No. Thorium-powered nuclear plants do not operate at high temperatures or pressures, so there is virtually no risk of a “melt down” that would need to be contained.

Question 12

Do thorium-powered nuclear plants need elaborate water-cooling systems?

Answer 12

No, because thorium-powered nuclear plants do not operate at high temperatures.

Question 13

Why do spent uranium fuel rods pose a problem for U.S. uranium-powered nuclear plants? Why do the French NOT have spent fuel rods?

Answer 13

Uranium fuel rods become enriched as they are used and “re-processed.” Long ago, the U.S. made the decision that it did not want fuel rods to become so enriched that they reached “weapons grade.”

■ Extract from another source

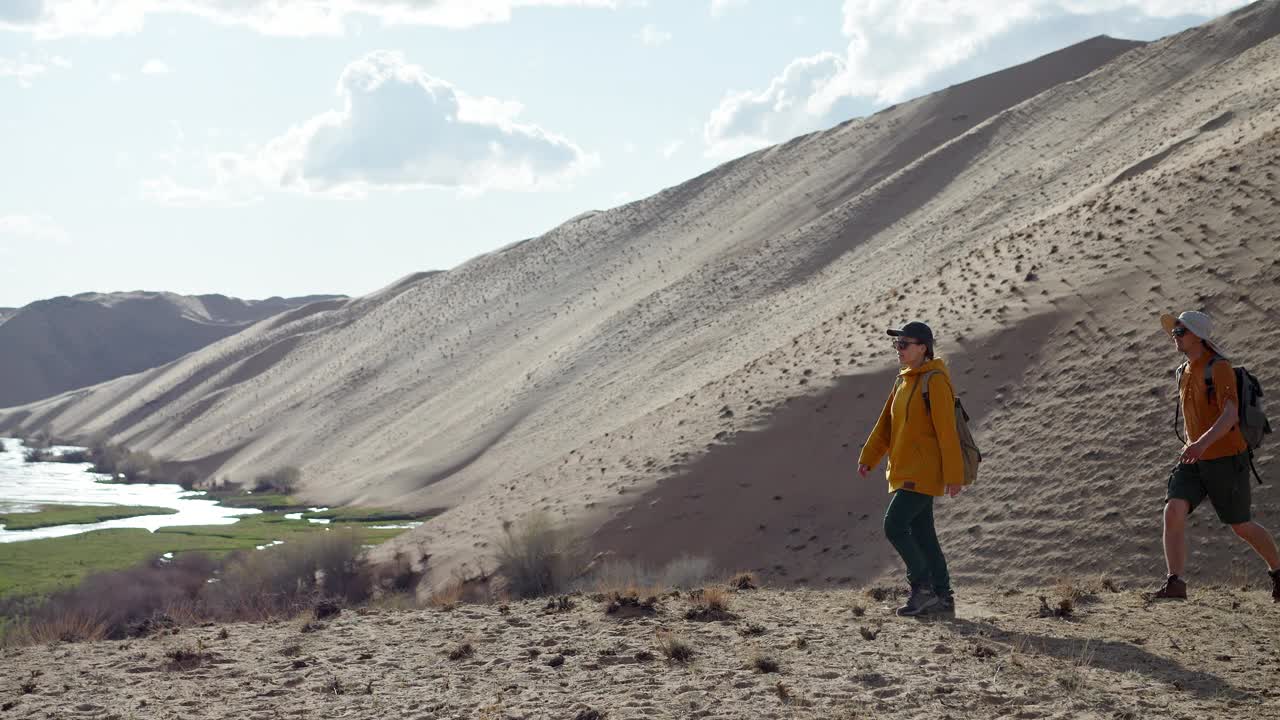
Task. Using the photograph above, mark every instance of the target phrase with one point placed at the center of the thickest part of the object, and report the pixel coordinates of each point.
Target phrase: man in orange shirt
(1215, 460)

France, on the other hand, long ago decided that it was no more trouble to provide the same level of security for their nuclear electrical-generation plants than they routinely provide for their nuclear weapons. Accordingly, their fuel rods are “re-processed” and there is no significant “spent fuel rod” problem in France.

Question 14

Do thorium-powered nuclear plants have waste problems?

Answer 14

They do have waste, but it is infinitesimal compared with uranium-powered nuclear plants.

Question 15

Since thorium-powered nuclear plants are so much safer to operate, since they do not require containment chambers, since they do not require elaborate water-cooling systems, since they do not have significant nuclear-waste problems, since thorium is so plentiful/cheap, and since construction and operating costs of thorium-powered nuclear plants would be so much less than uranium-powered nuclear plants -- why did President Nixon order the nation’s nuclear-science laboratory at Oak Ridge to halt development of thorium-based nuclear power?

Answer 15

Because President Nixon thought it would save costs to have the nuclear electrical-generation industry “piggy back” on the nation’s uranium-based weapons industry.

Question 16

In addition to comprising a solution to global warming, would thorium-powered nuclear reactors eliminate our gaping international balance-of-payments deficit, and eliminate the political reliance of the U.S. and its allies on Middle East oil producers?

Answer 16

Of course.

Question 17

Are other countries as well as foreign-based multi-national companies racing to develop and implement thorium-based nuclear technology, leaving the U.S. in the dust?

Answer 17

The Huffington Post review of liquid-floride thorium reactors (posted on http://www.ReadingLiberally-SaltLake.org) reports that China, France, Japan, Russia, the Netherlands, Canada, the Czech Republic and several European-based multi-national companies are racing to develop and implement thorium-based nuclear technology.

The Huffington Post review finishes with a flourish = “The only significant U.S. research is on molten salt reactors, with no emphasis on thorium. The U.S. may end up buying LFTR’s from China. Perhaps WalMart will sell them cheap.”